Writers are loathe to talk about a topic which we should all be discussing: MONEY. This comes to mind because two or three blog sites have brought it up in recent weeks and because I just finished filing my taxes. There was a time six or seven years ago when I could look at my tax documents and see I had earned a comfortable living from book sales and public speaking. Sadly, this is no longer the case. Some publishers that used to pay a royalty no longer do so and many are relying more and more on book packagers for the bulk of their lists. (Book packagers typically pay authors a one-time fee.) Books with multiple starred reviews and shiny awards no longer guarantee sales. Librarians who used to support us and our books through school visits have retired or moved on to greener pastures.
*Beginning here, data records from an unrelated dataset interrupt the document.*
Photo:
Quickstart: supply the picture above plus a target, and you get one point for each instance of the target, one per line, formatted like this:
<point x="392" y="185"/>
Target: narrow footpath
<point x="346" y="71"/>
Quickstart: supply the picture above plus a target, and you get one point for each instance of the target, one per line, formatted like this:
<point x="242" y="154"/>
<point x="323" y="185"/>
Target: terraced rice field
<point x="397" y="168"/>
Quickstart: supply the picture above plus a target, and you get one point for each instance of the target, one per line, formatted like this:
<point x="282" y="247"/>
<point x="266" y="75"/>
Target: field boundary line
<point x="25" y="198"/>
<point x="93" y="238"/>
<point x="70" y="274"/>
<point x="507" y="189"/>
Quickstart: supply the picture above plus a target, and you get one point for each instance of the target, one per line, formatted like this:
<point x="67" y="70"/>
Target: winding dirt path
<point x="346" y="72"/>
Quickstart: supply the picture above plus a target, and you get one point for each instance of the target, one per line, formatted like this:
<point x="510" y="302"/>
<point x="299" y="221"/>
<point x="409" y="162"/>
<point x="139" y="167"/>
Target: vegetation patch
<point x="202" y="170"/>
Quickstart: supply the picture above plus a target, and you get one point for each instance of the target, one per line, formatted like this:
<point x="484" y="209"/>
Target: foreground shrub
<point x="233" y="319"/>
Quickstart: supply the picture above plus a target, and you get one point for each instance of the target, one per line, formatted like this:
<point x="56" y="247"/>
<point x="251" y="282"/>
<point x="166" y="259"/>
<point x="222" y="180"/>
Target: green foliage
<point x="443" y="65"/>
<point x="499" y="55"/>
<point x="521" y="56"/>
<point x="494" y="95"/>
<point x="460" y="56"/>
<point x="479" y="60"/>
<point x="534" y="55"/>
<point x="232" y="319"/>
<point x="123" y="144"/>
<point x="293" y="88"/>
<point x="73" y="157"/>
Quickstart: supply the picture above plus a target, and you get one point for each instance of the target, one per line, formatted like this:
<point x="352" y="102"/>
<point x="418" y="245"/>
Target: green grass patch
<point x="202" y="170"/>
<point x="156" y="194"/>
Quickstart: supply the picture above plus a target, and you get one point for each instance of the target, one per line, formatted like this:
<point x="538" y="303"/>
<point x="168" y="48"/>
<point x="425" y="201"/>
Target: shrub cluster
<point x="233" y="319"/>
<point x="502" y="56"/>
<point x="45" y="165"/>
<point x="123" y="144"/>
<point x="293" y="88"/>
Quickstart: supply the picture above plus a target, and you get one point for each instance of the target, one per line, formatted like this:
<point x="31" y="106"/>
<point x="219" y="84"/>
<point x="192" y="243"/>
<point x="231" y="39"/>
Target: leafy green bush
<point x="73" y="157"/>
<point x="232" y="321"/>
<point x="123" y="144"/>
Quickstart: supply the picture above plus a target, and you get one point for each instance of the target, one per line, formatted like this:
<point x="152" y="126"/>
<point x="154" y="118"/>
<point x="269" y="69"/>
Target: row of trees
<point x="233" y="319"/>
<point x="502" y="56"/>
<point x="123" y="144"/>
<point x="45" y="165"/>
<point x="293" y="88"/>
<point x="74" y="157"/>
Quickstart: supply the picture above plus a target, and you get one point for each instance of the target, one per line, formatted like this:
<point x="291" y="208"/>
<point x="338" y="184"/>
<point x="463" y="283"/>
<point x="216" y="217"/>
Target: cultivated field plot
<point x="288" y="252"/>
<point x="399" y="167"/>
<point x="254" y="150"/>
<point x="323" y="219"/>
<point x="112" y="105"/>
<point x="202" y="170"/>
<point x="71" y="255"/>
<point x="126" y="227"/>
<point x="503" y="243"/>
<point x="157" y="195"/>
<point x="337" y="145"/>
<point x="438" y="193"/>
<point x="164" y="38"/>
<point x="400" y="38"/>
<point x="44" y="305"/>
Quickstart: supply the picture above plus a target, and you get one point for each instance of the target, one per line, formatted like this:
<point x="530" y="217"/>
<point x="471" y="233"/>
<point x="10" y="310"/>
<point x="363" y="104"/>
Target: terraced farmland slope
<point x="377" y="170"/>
Samuel Johnson once wrote, “No man but a blockhead ever wrote, except for money.” This isn’t to say we don’t love our art. We do! Most of us can’t help but to write. But is it unreasonable for us to expect to be able to support ourselves and our families through our craft? You know, is it unthinkable for us to hope that our work will actually provide us with food and shelter? I think not, but we writers are our own worst enemies. When writers routinely produce work-for-hire or sign flat-fee contracts for peanuts, it hurts those of us who value our work and ask for royalty-based contracts. This isn’t to say that writers should never enter into these publisher-favored agreements. I have done when the upfront fees compensated for a lack of royalty or when there is more month left at the end of a paycheck, but I have also been willing to walk away from flat-fee offers when the publishers were being excessively greedy. For example, in one instance a publisher offered me $600 flat-fee for a book I’d written. I politely (or perhaps not so politely) said no, thank you, and explained that I expected a royalty. A few days later, the publisher raised his flat-fee offer. (This proves that all things are negotiable.) Again, I said no. A week or so later, the publisher called once more. He raised his offer yet again, to which I replied, “That sounds satisfactory for an advance. Now let’s talk royalty.” Bottom line is that because I was willing to walk away from getting the book published, I ended up with a nice (by no means, lavish) advance and a royalty with an escalation. The book is still in print and as of the last accounting period has sold more than 600,000 copies. This book was no more special than any other book produced by any other writer, but golly gumdrops why shouldn’t I also benefit in its long-term success just as the publisher is doing?!
Publishers should also understand that when an author gets to share in the success of a book, that author is more likely to promote it. It benefits him or her to do so. Why would or should an author of a flat-fee title bother to even mention it? Royalty-based contracts are mutually beneficial. Win-win always works in my book.
Many years ago when I was naïve and green, I agreed to travel some distance to a school and speak for free. Doing so was essentially money out-of-pocket for me. I don’t recall the exact circumstances of not charging my fee, which at the time was a mere $250 (for the day!), but I have vivid memories of what transpired over lunch. The librarian, who had splurged on restaurant-delivered salads for the two of us, commented that because of my generosity the school would now be able to pay a juggler $1000 for an assembly to entertain the students. I almost gagged, but managed to get through the final two assemblies (of five total) and vowed then and there never to do another school visit gratis. Of course, I have reneged on that vow, but I do pick and choose which schools and how many per year will benefit from my generosity. Writers are professionals! One certainly wouldn’t ask a mechanic to repair one’s car for free or the plumber to unstop a stopped drain for free or a doctor to practice for free. Why should a writer (or illustrator) be any different? In most cases, it has taken a traditionally-published author a lengthy period of time to reach the pinnacle of publication. The writer is a small business with overhead expenses to meet–like health insurance, writing supplies, rent, and something that is seldom thought about, retirement (although most of us will never be able to retire). Writers who routinely don’t charge or who charge so little as to almost be free handicap other writers who rely on speaking income to make ends meet. Be collegial. Those of you who are not writers are probably saying, “Yeah, but what about that royalty income?” My response would be, “What about it?” On a $17.95 book, I earn about $1.80 per copy sold (10%)–but only after the advance has been earned out (which means paid back to the publisher) and assuming no discounts have been offered to the purchaser. Many books never earn out their advances. And that $1.80 assumes that I am the sole author and there isn’t an illustrator, with whom that $1.80 would have to be split 50-50. What I’m saying is that most traditionally published authors RELY on speaking income to meet their day-to-day expenses. Any royalty income is usually small, uncertain, and comes in dribs and drabs over years IF the books remain in print.
And that concludes my rant this week.